Je souhaiterais que la France fasse plus pour la biomasse. Notre pays a, dans
ce domaine, un potentiel qu'il ne met pas en valeur. Les intérêts
de la pétrochimie sont puissants et nous pourrions sans doute faire
mieux. Mais la biomasse, à elle seule, n'est pas à la mesure des
besoins énergétiques globaux.
M. Aymeri de Montesquiou :
Les
emplois induits par l'industrie nucléaire sont estimés à
400 000 en Europe, dont environ 200 000 pour la France.
Les crédits communautaires consacrés à la recherche
nucléaire s'élèvent à 1,26 milliard d'euros dans le
cinquième programme-cadre de recherche, dont le montant total pour la
période 1998-2002 est de 14,96 milliards d'euros. Pour
l'amélioration de la sûreté des centrales nucléaires
en Europe de l'Est, 1,5 milliard d'euros a été
dépensé entre 1992 et 1997, le montant total des dépenses
de modernisation étant estimé à 5,7 milliards de
dollars.
Je suis d'accord avec notre collègue Marcel Deneux pour
considérer que l'on peut faire des économies d'énergie
importantes et que la biomasse a un grand potentiel, bien que ses applications
concrètes ne puissent être que très ponctuelles. A terme,
la part du nucléaire dans la production d'électricité
française devrait baisser de 80 % à 60 % seulement, les centrales
nucléaires étant utilisées en base, sans pointes de
production.
En ce qui concerne la réalité du danger de la
radioactivité, je rappellerai simplement qu'un trajet en avion à
haute altitude entre Paris et New-York équivaut à une dose de
radiation supérieure à celle résultant d'une année
passée à proximité de La Hague, au niveau de la mer. La
radioactivité naturelle varie de un à trois selon les
régions françaises, et atteint des niveaux très
supérieurs aux effluents des installations nucléaires. Il s'agit
donc surtout d'un problème de communication, l'industrie
nucléaire devant être parfaitement transparente pour être
crédible.
M. Hubert Haenel :
Je pense qu'il faudrait que vous nous fassiez périodiquement des rapports de suivi du dossier nucléaire européen. On pourrait également envisager une question orale avec débat à l'automne, puisqu'il n'y a pas d'urgence particulière dans ce domaine.
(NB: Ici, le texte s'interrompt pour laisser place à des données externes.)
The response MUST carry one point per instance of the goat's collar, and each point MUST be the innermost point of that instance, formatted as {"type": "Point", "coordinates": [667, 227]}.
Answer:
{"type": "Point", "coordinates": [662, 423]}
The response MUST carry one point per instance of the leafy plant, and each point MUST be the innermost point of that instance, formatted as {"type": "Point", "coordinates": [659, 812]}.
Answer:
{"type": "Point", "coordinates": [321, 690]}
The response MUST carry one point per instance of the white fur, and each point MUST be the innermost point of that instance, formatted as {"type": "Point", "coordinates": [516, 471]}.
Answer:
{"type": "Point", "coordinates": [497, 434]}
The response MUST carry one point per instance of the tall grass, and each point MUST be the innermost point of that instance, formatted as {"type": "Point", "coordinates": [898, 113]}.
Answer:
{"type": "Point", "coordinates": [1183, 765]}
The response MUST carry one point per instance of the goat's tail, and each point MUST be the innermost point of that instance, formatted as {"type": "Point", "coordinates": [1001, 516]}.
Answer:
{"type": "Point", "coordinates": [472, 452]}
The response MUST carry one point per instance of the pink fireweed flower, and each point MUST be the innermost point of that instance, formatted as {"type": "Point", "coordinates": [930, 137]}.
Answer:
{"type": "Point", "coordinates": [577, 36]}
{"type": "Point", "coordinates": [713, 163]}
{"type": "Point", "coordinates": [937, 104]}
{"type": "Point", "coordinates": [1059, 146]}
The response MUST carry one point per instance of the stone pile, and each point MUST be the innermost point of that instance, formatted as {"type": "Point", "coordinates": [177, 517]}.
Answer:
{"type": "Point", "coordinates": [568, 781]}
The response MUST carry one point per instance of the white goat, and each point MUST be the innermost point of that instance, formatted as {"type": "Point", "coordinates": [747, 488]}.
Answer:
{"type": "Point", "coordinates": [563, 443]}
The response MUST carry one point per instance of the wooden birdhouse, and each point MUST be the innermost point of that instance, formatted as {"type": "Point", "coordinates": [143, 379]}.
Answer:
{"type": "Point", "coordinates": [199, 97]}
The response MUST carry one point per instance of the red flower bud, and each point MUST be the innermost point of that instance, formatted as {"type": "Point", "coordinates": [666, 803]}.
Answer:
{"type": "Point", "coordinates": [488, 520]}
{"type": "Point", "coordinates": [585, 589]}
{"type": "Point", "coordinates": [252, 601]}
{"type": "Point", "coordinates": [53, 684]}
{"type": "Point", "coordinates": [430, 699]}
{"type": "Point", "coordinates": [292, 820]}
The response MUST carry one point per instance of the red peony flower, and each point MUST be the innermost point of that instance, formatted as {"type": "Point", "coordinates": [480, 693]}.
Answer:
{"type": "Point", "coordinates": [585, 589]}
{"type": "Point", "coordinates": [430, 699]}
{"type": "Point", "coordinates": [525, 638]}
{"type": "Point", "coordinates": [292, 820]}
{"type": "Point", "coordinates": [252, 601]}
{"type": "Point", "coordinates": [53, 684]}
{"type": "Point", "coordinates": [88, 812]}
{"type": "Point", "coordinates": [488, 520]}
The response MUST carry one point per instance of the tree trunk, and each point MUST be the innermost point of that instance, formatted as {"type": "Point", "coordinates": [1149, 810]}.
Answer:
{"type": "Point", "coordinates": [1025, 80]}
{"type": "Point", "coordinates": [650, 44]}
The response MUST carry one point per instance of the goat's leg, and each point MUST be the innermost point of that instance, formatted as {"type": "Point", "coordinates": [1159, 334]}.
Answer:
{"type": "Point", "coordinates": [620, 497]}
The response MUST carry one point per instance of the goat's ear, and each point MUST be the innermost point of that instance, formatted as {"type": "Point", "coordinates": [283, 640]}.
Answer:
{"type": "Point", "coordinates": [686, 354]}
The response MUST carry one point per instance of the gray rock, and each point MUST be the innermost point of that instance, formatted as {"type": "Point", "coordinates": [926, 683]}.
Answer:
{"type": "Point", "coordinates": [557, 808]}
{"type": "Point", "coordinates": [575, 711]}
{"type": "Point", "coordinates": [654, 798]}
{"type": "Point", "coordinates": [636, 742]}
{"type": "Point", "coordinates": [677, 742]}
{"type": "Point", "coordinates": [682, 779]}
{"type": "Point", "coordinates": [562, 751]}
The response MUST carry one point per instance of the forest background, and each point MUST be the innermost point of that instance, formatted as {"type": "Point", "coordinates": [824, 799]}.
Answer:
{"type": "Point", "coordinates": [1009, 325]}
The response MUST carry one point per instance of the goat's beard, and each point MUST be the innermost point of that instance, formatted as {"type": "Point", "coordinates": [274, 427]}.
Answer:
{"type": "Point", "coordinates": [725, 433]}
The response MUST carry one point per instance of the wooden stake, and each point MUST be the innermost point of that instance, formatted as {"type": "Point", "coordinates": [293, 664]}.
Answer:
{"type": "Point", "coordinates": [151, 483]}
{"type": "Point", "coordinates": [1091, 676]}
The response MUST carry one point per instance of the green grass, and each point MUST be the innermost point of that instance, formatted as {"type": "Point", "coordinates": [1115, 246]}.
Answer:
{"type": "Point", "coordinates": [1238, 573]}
M. Aymeri de Montesquiou :
Les
choix nucléaires sont un vrai problème. Sans vouloir faire de
politique politicienne, je rappelle que les Verts ont déclaré
qu'ils quitteraient le Gouvernement si celui-ci décidait de lancer l'EPR.
A l'issue de ce débat, la délégation a
autorisé la publication du présent rapport.